I: El museo
Hay sacramentos del Mal a nuestro alrededor
ARTHUR MACHEN
Dos leyendas circulan en torno al Museo del Chopo. La primera nos habla de una ciudad espantosa construida alrededor de este bello Templo (que alguna vez alojó a una orden hermética llamada "La Cruz Resplandeciente", integrada por masones defraudados y altivos rosacruces) con el propósito de, llegado el día, poder tragárselo vivo: un gran monstruo de concreto gris engullendo a una pequeña, pero espléndida, quimera de hierro verde. La idea de una ciudad construida para destruir a la belleza sigue dotando a mis pensamientos de una cierta melancolía que la segunda leyenda, opuesta radicalmente a la primera, esfuma de inmediato. Se refiere también a un Templo, pero esta vez consagrado al oscuro ritual de la diosa Cibeles, ignorado sobreviviente de los horrores de la Inquisición, destinado a convertir, una vez que haya signos propicios en el cielo, a la gran ciudad que lo rodea en un gran sucedáneo del Templo: una pequeña quimera de hierro verde extendiendo su roña iniciática hasta sustituir con el suyo el parco estilo del gran monstruo de concreto y reclutar a sus habitantes, que hasta entonces no han sido otra cosa que autómatas, entre los adeptos a un culto cuyos orígenes se pierden en la noche de los tiempos.
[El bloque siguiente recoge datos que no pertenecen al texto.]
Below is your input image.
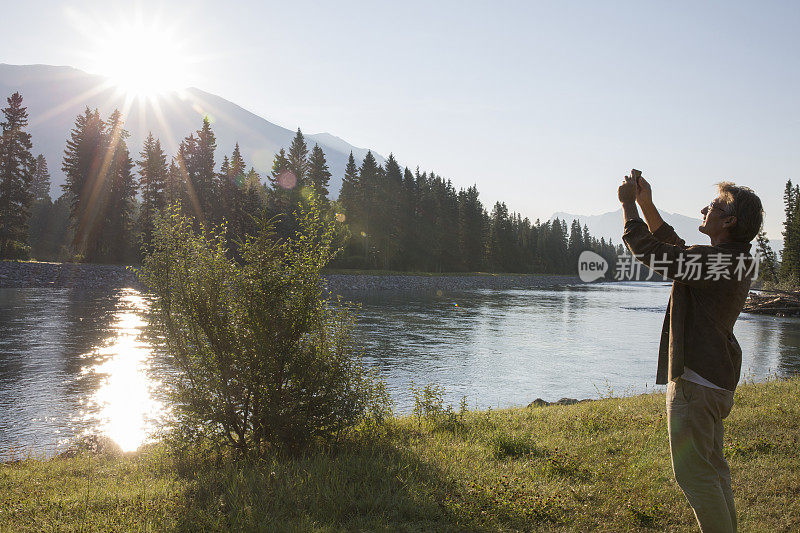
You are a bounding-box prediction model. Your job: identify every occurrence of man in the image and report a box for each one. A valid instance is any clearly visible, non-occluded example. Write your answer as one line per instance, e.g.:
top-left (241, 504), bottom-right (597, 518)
top-left (617, 172), bottom-right (763, 533)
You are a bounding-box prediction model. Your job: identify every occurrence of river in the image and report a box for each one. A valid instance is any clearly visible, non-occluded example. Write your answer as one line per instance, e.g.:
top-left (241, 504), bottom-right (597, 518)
top-left (1, 282), bottom-right (799, 455)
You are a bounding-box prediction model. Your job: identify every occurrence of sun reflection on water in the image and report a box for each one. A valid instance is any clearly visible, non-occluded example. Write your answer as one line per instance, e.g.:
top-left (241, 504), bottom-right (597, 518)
top-left (81, 288), bottom-right (164, 452)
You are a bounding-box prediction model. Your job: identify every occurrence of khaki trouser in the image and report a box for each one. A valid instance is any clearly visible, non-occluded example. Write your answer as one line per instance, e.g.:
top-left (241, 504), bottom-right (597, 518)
top-left (666, 378), bottom-right (736, 533)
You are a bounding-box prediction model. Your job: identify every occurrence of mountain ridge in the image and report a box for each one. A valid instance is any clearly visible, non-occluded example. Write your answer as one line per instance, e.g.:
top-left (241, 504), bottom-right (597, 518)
top-left (0, 63), bottom-right (385, 198)
top-left (551, 208), bottom-right (784, 253)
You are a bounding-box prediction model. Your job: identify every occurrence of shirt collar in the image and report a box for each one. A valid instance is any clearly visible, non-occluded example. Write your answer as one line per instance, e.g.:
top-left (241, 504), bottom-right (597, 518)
top-left (716, 241), bottom-right (752, 254)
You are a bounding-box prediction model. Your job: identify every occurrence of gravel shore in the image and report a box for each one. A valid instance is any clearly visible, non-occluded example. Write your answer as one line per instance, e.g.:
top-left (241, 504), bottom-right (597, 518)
top-left (0, 260), bottom-right (581, 292)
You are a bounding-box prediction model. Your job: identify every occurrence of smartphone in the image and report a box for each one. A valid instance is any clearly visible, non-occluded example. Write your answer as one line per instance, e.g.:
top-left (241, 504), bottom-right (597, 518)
top-left (631, 168), bottom-right (642, 185)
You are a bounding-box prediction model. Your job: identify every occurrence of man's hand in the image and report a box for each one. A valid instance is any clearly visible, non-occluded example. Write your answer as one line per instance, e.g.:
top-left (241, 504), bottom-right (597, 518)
top-left (636, 173), bottom-right (653, 206)
top-left (629, 171), bottom-right (665, 233)
top-left (618, 176), bottom-right (636, 204)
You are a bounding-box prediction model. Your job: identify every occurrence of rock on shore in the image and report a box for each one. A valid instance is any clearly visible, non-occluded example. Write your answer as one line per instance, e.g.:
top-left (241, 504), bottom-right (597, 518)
top-left (0, 260), bottom-right (581, 292)
top-left (527, 397), bottom-right (593, 408)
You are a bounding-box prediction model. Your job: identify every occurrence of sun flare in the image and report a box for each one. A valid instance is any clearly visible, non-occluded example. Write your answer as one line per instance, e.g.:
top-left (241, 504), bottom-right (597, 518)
top-left (86, 17), bottom-right (192, 98)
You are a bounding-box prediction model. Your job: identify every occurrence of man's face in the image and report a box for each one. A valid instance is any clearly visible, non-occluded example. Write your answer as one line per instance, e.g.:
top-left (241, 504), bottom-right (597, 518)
top-left (699, 195), bottom-right (736, 239)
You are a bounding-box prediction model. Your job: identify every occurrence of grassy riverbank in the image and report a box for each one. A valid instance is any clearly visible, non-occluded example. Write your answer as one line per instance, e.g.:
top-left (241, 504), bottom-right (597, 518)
top-left (2, 377), bottom-right (798, 532)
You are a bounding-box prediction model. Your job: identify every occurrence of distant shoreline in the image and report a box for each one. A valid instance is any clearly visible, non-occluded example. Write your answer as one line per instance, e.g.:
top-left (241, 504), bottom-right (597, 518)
top-left (0, 260), bottom-right (581, 292)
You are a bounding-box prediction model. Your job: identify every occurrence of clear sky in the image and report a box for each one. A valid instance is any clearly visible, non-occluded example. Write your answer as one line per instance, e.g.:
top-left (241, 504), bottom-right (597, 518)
top-left (1, 0), bottom-right (797, 239)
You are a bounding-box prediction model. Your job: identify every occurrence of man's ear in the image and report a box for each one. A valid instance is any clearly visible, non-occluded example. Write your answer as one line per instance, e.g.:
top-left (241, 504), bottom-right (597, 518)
top-left (722, 216), bottom-right (737, 230)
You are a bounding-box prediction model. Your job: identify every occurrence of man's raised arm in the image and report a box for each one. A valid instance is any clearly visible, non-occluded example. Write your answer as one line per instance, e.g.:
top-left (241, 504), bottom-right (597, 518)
top-left (617, 175), bottom-right (709, 288)
top-left (635, 173), bottom-right (686, 247)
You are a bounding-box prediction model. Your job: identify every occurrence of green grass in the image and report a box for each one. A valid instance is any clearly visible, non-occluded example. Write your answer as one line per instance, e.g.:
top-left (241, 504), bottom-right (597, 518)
top-left (2, 377), bottom-right (799, 532)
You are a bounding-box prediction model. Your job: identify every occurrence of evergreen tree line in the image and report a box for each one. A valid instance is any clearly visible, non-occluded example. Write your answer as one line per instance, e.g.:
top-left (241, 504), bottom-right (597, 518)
top-left (747, 179), bottom-right (800, 288)
top-left (0, 91), bottom-right (629, 275)
top-left (335, 150), bottom-right (622, 273)
top-left (8, 88), bottom-right (796, 282)
top-left (769, 179), bottom-right (800, 285)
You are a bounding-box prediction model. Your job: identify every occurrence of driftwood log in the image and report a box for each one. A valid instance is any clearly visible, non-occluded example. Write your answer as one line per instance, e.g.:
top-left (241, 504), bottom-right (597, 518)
top-left (743, 289), bottom-right (800, 317)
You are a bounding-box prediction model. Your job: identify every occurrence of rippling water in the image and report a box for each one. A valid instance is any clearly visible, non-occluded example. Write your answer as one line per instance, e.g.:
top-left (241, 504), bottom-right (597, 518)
top-left (1, 282), bottom-right (799, 455)
top-left (0, 288), bottom-right (164, 455)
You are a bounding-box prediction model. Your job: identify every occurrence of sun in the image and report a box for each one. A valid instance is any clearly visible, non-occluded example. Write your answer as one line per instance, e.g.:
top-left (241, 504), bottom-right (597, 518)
top-left (84, 15), bottom-right (193, 98)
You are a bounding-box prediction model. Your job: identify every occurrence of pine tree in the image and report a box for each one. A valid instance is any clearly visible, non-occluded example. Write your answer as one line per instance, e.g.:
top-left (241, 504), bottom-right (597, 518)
top-left (435, 177), bottom-right (460, 271)
top-left (306, 144), bottom-right (331, 202)
top-left (568, 219), bottom-right (583, 265)
top-left (339, 151), bottom-right (359, 218)
top-left (787, 203), bottom-right (800, 284)
top-left (218, 146), bottom-right (249, 244)
top-left (62, 108), bottom-right (137, 262)
top-left (286, 129), bottom-right (308, 188)
top-left (268, 147), bottom-right (292, 212)
top-left (397, 167), bottom-right (418, 269)
top-left (336, 152), bottom-right (361, 261)
top-left (197, 117), bottom-right (217, 220)
top-left (458, 185), bottom-right (485, 271)
top-left (358, 152), bottom-right (379, 218)
top-left (219, 154), bottom-right (230, 178)
top-left (166, 158), bottom-right (183, 206)
top-left (31, 154), bottom-right (51, 202)
top-left (415, 170), bottom-right (439, 271)
top-left (137, 132), bottom-right (168, 247)
top-left (488, 202), bottom-right (514, 272)
top-left (556, 218), bottom-right (569, 272)
top-left (229, 143), bottom-right (247, 187)
top-left (266, 145), bottom-right (304, 238)
top-left (177, 117), bottom-right (217, 224)
top-left (357, 151), bottom-right (380, 265)
top-left (780, 179), bottom-right (800, 283)
top-left (102, 109), bottom-right (137, 262)
top-left (269, 148), bottom-right (289, 187)
top-left (243, 167), bottom-right (265, 234)
top-left (0, 92), bottom-right (36, 258)
top-left (755, 229), bottom-right (778, 283)
top-left (63, 107), bottom-right (106, 260)
top-left (245, 167), bottom-right (263, 196)
top-left (543, 218), bottom-right (569, 273)
top-left (28, 155), bottom-right (53, 260)
top-left (783, 179), bottom-right (796, 227)
top-left (267, 128), bottom-right (310, 237)
top-left (378, 153), bottom-right (403, 268)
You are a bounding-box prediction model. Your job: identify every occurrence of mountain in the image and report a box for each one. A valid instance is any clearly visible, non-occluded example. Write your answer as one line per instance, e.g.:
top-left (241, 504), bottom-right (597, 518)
top-left (551, 208), bottom-right (784, 253)
top-left (0, 64), bottom-right (384, 198)
top-left (551, 208), bottom-right (705, 245)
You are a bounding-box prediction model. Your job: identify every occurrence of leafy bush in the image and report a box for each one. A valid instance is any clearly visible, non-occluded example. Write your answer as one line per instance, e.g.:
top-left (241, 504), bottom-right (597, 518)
top-left (411, 382), bottom-right (446, 426)
top-left (138, 201), bottom-right (390, 455)
top-left (410, 382), bottom-right (467, 432)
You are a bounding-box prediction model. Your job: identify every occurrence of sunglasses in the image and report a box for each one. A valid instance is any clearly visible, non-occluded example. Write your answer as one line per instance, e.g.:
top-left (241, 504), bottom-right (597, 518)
top-left (707, 200), bottom-right (734, 216)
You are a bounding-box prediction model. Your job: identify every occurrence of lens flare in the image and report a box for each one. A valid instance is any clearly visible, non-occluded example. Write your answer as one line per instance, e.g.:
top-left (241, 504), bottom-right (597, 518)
top-left (276, 170), bottom-right (297, 189)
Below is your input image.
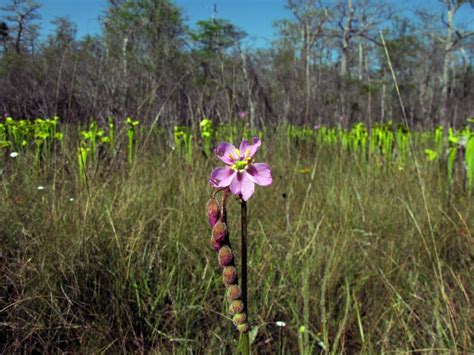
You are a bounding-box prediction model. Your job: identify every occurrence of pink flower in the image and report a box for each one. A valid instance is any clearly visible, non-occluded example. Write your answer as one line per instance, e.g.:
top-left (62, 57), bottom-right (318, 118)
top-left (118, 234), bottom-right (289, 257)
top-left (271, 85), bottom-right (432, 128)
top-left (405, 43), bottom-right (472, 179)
top-left (209, 137), bottom-right (272, 201)
top-left (314, 123), bottom-right (321, 130)
top-left (238, 111), bottom-right (248, 119)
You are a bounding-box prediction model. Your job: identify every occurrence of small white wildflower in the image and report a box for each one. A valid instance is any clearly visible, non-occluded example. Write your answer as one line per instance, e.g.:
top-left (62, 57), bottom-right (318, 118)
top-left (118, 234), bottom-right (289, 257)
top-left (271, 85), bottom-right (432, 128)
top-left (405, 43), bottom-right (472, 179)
top-left (276, 321), bottom-right (286, 327)
top-left (9, 152), bottom-right (18, 158)
top-left (37, 186), bottom-right (44, 190)
top-left (69, 198), bottom-right (74, 202)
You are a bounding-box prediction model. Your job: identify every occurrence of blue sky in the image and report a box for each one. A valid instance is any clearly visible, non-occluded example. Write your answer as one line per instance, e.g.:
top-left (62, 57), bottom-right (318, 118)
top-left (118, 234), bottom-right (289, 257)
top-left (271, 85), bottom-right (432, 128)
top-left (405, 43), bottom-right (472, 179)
top-left (1, 0), bottom-right (473, 47)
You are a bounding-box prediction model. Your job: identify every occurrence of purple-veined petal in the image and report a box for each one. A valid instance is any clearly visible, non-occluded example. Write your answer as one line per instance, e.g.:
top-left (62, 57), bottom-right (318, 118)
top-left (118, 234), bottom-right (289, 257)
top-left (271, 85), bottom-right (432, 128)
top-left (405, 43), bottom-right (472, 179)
top-left (230, 171), bottom-right (255, 201)
top-left (238, 139), bottom-right (249, 158)
top-left (209, 167), bottom-right (236, 187)
top-left (215, 142), bottom-right (238, 165)
top-left (239, 137), bottom-right (261, 158)
top-left (246, 163), bottom-right (272, 186)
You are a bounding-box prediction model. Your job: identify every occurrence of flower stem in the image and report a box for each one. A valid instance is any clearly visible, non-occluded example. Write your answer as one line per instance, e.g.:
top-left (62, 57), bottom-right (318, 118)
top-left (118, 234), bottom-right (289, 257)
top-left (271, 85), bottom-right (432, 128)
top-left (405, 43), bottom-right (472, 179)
top-left (240, 200), bottom-right (249, 355)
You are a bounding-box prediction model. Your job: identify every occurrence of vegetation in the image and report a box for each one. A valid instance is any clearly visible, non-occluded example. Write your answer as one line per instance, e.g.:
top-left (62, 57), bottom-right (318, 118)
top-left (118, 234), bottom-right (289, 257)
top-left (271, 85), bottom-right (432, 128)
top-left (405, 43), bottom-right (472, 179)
top-left (0, 0), bottom-right (473, 353)
top-left (0, 0), bottom-right (473, 127)
top-left (1, 118), bottom-right (473, 353)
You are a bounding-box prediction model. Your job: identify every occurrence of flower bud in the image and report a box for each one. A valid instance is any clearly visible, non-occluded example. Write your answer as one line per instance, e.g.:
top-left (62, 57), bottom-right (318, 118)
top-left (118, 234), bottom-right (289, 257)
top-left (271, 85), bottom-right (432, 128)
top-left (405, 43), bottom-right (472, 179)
top-left (226, 284), bottom-right (242, 303)
top-left (207, 197), bottom-right (221, 227)
top-left (222, 266), bottom-right (237, 286)
top-left (232, 313), bottom-right (247, 326)
top-left (209, 237), bottom-right (221, 252)
top-left (237, 323), bottom-right (250, 334)
top-left (229, 300), bottom-right (244, 316)
top-left (218, 246), bottom-right (233, 267)
top-left (212, 221), bottom-right (226, 244)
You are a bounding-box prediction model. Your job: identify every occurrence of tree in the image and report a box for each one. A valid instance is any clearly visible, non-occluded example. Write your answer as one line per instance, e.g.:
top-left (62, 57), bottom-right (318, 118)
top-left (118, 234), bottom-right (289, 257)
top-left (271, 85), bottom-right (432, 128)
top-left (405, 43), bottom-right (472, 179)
top-left (439, 0), bottom-right (474, 123)
top-left (190, 18), bottom-right (246, 56)
top-left (416, 0), bottom-right (474, 125)
top-left (41, 17), bottom-right (79, 116)
top-left (47, 17), bottom-right (77, 49)
top-left (0, 21), bottom-right (8, 40)
top-left (102, 0), bottom-right (187, 117)
top-left (281, 0), bottom-right (331, 121)
top-left (1, 0), bottom-right (41, 54)
top-left (188, 16), bottom-right (246, 120)
top-left (0, 21), bottom-right (9, 52)
top-left (331, 0), bottom-right (392, 78)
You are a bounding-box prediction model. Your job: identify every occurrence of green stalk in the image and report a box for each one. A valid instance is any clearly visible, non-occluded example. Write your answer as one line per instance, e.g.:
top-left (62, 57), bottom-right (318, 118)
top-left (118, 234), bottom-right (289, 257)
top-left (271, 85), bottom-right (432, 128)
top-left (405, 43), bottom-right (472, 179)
top-left (240, 200), bottom-right (249, 355)
top-left (128, 129), bottom-right (134, 164)
top-left (466, 136), bottom-right (474, 194)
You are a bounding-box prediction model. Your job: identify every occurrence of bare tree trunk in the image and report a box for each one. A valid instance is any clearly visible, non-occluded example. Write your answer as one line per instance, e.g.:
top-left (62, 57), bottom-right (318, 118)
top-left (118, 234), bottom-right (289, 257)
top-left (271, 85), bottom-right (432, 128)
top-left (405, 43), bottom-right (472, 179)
top-left (365, 46), bottom-right (371, 127)
top-left (54, 48), bottom-right (67, 115)
top-left (15, 18), bottom-right (23, 53)
top-left (240, 52), bottom-right (255, 128)
top-left (340, 0), bottom-right (353, 77)
top-left (219, 59), bottom-right (233, 122)
top-left (381, 82), bottom-right (386, 122)
top-left (122, 36), bottom-right (128, 112)
top-left (442, 1), bottom-right (454, 125)
top-left (303, 24), bottom-right (311, 123)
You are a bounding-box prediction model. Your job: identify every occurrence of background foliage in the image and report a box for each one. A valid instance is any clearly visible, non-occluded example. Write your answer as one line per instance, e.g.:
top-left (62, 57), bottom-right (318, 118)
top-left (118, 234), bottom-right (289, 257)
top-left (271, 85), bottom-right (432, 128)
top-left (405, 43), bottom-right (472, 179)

Ambas leyendas, divulgadas seguramente por jóvenes aficionados a las ciencias ocultas, me satisfacen sólo hasta cierto punto, pues entreveo, en esa mortificación del hierro, en ese cúmulo de incipientes gárgolas de utilería, al Gaudí primigenio, que construye un templo, sí, pero no un templo real, humano, sino una siniestra farsa, una burla cósmica de los templos que construyen los hombres, y es que, ante ciertas edificaciones providenciales, el hombre sabe reconocer la escritura blasfema que difamará para siempre su memoria.
También hay quienes, en un afán de armonía general, quieren aliviarnos un poco diciendo: tanta belleza reunida en tan pequeño apéndice de tan enorme monstruo termina por opacar la fealdad del conjunto, pero desgraciadamente esta hipótesis, aunque romántica, es falsa: ninguna estrella, por luminosa que sea, nos hace olvidar la noche que la contiene.